Ich habe den bayerischen Einbürgerungstest soeben aus reinem Interesse ausgefüllt. Ich bin in Deutschland geboren, 47 Jahre alt, ohne migrativen Hintergrund, habe eine höhere Schulbildung und arbeite im Literaturbereich. Eigentlich sollte ich alle Voraussetzungen erfüllen, sämtliche Fragen korrekt zu beantworten ... aber ich kam unvorbereitet nur auf 90%. Nun gut, ich habe "bestanden" und muss mich somit nicht selbst ausbürgern, aber ich frage mich, wie viel Zeit Asylbewerber und zukünftige Mitbürger haben, um all jenes zu lernen, was mitunter unwichtig ist (z.B. genaue Jahreszahlen historischer Ereignisse, die höchsten von chronologischer Bedeutung der Ursache und Wirkung sind). Was ist mit jenen Menschen, die in ihren Heimatländern keine ausreichende Schuldbildung besaßen und somit ihrer eigenen Sprache schriftlich nicht mächtig sind? Wird ihnen das Lehrbuch zur Vorbereitung dieser kulturell-politischen Führerscheinprüfung vorgelesen?
Ich kritisieren zudem, dass es bei vielen Fragen um ehemalige deutsche Diktaturen geht.

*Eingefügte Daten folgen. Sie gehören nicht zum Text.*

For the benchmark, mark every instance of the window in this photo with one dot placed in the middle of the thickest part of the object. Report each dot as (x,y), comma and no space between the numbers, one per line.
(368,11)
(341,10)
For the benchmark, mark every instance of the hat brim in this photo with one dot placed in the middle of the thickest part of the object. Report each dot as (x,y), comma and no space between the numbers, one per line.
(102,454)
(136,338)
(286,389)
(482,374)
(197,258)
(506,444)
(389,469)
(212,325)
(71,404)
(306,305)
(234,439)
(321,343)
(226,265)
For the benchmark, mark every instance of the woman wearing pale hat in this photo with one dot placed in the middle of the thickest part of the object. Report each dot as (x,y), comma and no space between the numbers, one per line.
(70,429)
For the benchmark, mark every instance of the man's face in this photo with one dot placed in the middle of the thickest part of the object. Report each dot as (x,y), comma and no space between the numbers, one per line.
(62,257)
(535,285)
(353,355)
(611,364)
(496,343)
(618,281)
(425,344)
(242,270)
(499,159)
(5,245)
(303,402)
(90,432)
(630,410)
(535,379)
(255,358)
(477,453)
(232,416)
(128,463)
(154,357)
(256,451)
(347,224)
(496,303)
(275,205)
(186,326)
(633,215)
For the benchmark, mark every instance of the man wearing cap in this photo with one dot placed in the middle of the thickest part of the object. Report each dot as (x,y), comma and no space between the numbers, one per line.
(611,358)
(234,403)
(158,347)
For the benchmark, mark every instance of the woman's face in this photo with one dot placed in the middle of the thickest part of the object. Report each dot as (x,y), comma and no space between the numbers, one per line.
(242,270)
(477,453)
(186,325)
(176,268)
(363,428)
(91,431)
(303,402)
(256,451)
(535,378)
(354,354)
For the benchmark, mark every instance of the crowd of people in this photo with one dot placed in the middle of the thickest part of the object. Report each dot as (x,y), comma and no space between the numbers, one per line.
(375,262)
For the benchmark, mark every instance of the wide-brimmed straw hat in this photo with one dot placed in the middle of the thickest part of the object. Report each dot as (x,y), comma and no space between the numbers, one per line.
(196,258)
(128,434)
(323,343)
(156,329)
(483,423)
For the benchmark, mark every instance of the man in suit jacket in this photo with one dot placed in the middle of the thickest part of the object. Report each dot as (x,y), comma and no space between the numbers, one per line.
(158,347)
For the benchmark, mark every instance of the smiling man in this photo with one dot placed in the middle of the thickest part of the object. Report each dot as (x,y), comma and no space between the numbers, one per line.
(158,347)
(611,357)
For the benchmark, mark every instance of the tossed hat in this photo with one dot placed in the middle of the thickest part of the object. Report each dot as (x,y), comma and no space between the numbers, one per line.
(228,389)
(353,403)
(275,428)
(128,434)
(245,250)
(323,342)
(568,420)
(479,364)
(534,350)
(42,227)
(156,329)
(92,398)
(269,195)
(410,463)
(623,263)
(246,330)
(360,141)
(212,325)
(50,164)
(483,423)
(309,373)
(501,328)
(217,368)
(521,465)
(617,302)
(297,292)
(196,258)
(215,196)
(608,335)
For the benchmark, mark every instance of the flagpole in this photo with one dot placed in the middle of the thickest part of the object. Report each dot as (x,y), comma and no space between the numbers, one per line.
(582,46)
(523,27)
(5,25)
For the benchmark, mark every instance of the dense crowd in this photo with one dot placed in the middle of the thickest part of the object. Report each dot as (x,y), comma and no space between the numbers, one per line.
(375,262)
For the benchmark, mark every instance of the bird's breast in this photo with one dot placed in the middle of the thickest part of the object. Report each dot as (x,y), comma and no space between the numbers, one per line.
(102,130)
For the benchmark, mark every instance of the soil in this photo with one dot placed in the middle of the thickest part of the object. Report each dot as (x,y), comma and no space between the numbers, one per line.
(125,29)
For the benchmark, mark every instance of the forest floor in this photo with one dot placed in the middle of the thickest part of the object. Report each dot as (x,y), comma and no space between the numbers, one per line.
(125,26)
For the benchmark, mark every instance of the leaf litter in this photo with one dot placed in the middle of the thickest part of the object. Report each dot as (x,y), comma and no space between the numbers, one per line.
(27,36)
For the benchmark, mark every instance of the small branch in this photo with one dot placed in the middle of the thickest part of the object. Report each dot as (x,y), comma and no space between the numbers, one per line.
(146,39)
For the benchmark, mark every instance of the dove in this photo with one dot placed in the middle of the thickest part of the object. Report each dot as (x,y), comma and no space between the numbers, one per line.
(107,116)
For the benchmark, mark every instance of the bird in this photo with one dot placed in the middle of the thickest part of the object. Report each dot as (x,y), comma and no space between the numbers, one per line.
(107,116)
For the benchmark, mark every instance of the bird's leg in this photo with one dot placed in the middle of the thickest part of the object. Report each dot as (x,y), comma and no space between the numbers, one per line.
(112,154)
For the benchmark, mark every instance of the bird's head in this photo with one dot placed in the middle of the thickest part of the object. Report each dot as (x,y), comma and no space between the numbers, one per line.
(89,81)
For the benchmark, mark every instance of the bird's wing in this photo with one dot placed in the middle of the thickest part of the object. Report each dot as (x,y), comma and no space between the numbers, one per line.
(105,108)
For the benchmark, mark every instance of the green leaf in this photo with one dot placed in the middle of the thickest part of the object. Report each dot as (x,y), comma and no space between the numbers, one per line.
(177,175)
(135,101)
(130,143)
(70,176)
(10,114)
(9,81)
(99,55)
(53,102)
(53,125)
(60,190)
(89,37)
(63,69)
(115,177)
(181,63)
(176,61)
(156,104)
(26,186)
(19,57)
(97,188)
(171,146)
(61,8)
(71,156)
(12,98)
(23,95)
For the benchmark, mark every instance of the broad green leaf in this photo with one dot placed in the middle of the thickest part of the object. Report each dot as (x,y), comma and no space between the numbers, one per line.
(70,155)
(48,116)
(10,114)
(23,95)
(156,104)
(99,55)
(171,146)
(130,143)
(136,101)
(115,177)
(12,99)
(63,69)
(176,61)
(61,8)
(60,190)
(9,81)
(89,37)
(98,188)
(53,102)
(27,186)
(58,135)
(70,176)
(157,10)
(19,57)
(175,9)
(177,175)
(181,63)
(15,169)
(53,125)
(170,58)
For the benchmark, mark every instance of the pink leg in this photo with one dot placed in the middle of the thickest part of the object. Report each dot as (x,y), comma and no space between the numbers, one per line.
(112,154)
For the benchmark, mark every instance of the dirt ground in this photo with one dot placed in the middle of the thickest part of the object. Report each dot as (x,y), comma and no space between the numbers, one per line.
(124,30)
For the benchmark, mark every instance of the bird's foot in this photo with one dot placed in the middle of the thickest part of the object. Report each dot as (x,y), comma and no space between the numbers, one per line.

Welchen Eindruck will man damit politisch Verfolgten vermitteln, die selbst aus einer Diktatur und unter Lebensgefahr entkamen? Will man sie damit abschrecken oder belehren, dass wir in der Lage waren, uns demokratisch, sozial und rechtsstaatlich zu entwickeln - ihre Heimatländer jedoch nicht?
Ich halte diesen Test nicht wirklich für eine Integrationshilfe, sondern eher für eine Selektion, die schlimme historische Erinnerungen weckt. Es sind Menschen wie du und ich, deren "Güte, Anpassungsfähigkeit und Qualität" man nicht auf diese Art an ihrer Merkfähigkeit deutscher Kultur und Geschichte festmachen darf, sondern nur an der Begründung ihres Antrags auf Asyl. Vielleicht wäre es eher angesagt, die Entwicklung und Politik ihrer Heimatländer mit unserer kolonialen Historie in einem Fragekatalog abzugleichen, um ein gegenseitiges Verständnis zu entwickeln, da Solches stets von Solchem kommt.